Let \(p_i = 1/n\) be probability of sampling subject \(i\) from a dataset with \(n\) individuals (i.e. rows of the dataset) in the classic resampling with replacement scheme.
Also, let \(q_i\) be the probability of sampling subject \(i\) from a dataset with \(n\) individuals in our new resampling scheme. Let \(d(q,p)\) represent a distance between the two resampling schemes. The `tweights`

function seeks to solve the problem:
$$q = argmin_p d(q,p)$$
Subject to the constraint that:
$$ sum_i q_i = 1$$ and
$$ dataset' q = target$$
where dataset is a n x K matrix of variables input to the function.

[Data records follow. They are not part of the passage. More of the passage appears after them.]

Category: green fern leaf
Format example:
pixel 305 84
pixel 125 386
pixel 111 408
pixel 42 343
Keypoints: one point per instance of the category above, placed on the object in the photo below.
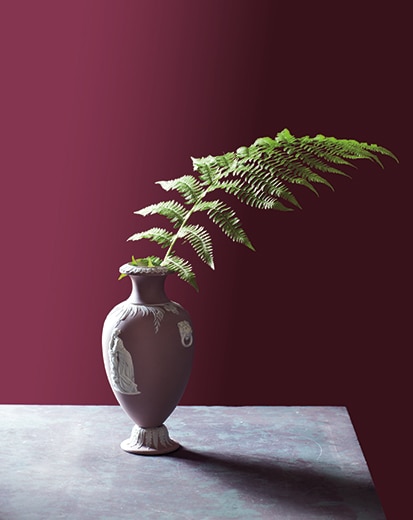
pixel 182 268
pixel 172 210
pixel 200 240
pixel 225 217
pixel 187 185
pixel 159 235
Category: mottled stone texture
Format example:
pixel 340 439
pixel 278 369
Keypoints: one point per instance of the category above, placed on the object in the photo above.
pixel 235 462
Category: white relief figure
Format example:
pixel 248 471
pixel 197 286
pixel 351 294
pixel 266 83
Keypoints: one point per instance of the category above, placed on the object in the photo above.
pixel 126 310
pixel 122 375
pixel 185 330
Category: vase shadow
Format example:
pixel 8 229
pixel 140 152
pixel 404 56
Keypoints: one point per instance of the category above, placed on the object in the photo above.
pixel 295 485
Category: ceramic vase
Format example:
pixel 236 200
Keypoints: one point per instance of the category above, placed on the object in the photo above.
pixel 148 346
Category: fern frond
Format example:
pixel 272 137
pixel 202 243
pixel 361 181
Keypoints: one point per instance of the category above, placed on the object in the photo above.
pixel 188 186
pixel 261 175
pixel 207 169
pixel 172 210
pixel 159 235
pixel 182 268
pixel 200 240
pixel 225 217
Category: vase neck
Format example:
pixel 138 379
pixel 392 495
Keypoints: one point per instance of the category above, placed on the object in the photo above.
pixel 148 289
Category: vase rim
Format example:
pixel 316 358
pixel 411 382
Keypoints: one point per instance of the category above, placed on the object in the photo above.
pixel 138 269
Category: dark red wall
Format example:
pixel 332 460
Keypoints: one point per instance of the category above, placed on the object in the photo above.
pixel 100 99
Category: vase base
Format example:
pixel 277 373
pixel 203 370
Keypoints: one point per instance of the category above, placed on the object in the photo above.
pixel 149 441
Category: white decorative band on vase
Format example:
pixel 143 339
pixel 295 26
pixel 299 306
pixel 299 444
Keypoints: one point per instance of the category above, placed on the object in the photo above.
pixel 149 441
pixel 138 269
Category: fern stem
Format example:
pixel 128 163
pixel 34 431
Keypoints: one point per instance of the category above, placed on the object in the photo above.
pixel 170 249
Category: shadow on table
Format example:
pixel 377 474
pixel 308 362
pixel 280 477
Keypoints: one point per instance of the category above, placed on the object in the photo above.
pixel 326 490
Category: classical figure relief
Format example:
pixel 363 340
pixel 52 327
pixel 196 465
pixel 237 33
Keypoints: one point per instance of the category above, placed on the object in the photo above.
pixel 125 310
pixel 121 373
pixel 185 330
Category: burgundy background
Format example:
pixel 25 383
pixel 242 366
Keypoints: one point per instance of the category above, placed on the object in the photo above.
pixel 100 99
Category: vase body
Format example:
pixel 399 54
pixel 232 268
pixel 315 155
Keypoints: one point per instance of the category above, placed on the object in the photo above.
pixel 147 343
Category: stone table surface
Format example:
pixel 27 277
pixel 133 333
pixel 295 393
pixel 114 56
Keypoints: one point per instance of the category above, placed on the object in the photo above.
pixel 248 462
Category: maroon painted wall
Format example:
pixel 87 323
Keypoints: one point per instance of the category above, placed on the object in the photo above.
pixel 100 99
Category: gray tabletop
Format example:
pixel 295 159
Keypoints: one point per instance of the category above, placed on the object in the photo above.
pixel 234 462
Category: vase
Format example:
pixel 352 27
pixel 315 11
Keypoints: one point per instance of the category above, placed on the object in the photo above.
pixel 148 347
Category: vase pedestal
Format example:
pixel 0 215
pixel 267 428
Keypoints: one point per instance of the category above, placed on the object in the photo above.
pixel 149 441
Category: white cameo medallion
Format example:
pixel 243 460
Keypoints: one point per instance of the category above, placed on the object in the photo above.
pixel 185 330
pixel 121 372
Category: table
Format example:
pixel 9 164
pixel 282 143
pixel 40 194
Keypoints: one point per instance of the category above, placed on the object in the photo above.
pixel 247 462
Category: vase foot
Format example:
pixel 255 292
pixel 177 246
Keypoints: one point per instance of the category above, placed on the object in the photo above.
pixel 149 441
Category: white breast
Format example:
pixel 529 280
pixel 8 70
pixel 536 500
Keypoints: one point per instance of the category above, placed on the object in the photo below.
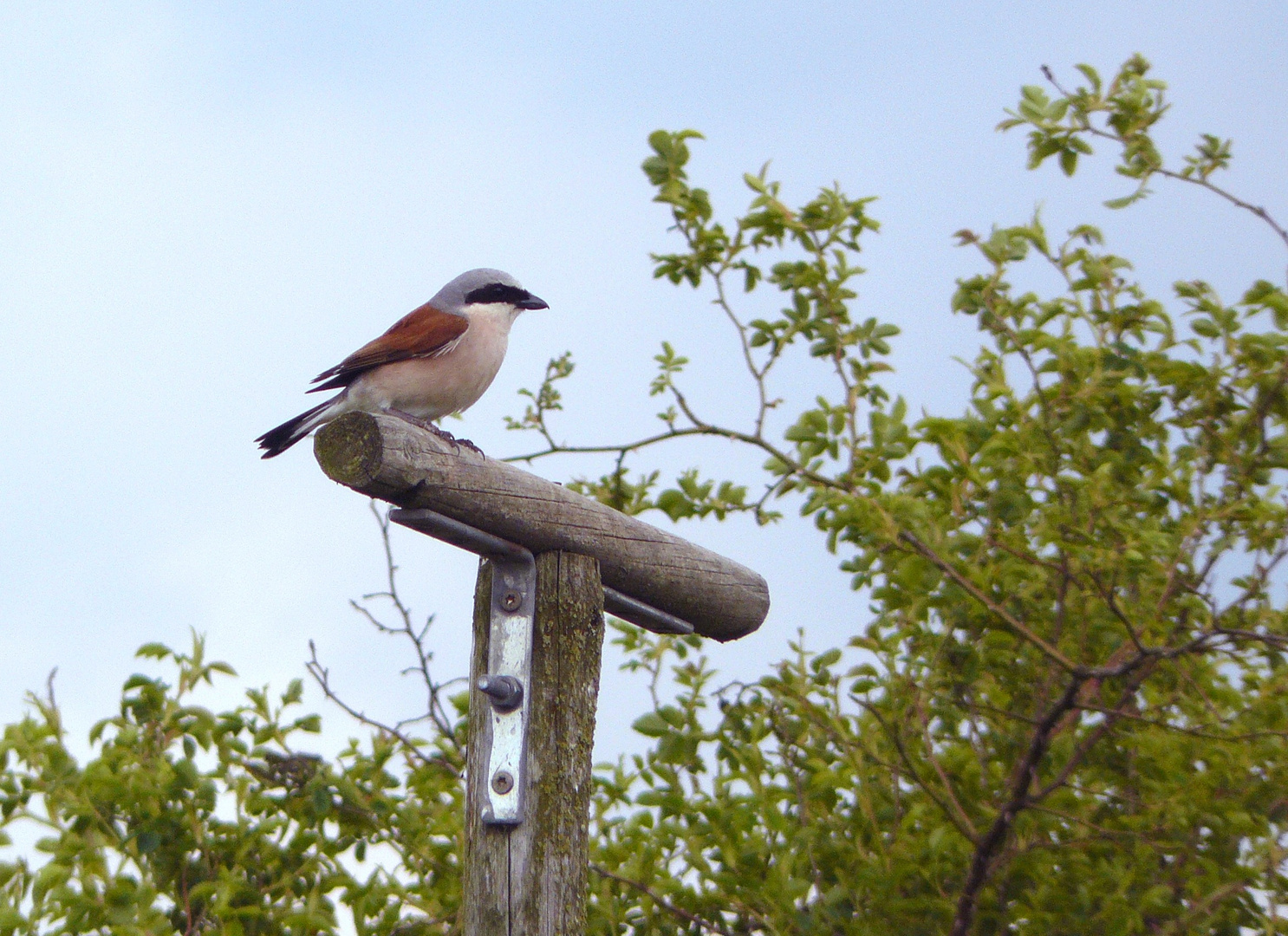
pixel 432 387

$$d_euclidian(q,p) = sqrt( sum_i (p_i-q_i)^2 )$$ $$d_kl(q,p) = sum_i (log(p_i) - log(q_i))$$

Optimization for euclidean distance is a quadratic program and utilizes the ipop function in kernLab. The euclidean based solution helps form a starting value which is used along with the constOptim function and lagrange multipliers to solve the Kullback-Leibler distance optimization. Output is the optimal porbability (p)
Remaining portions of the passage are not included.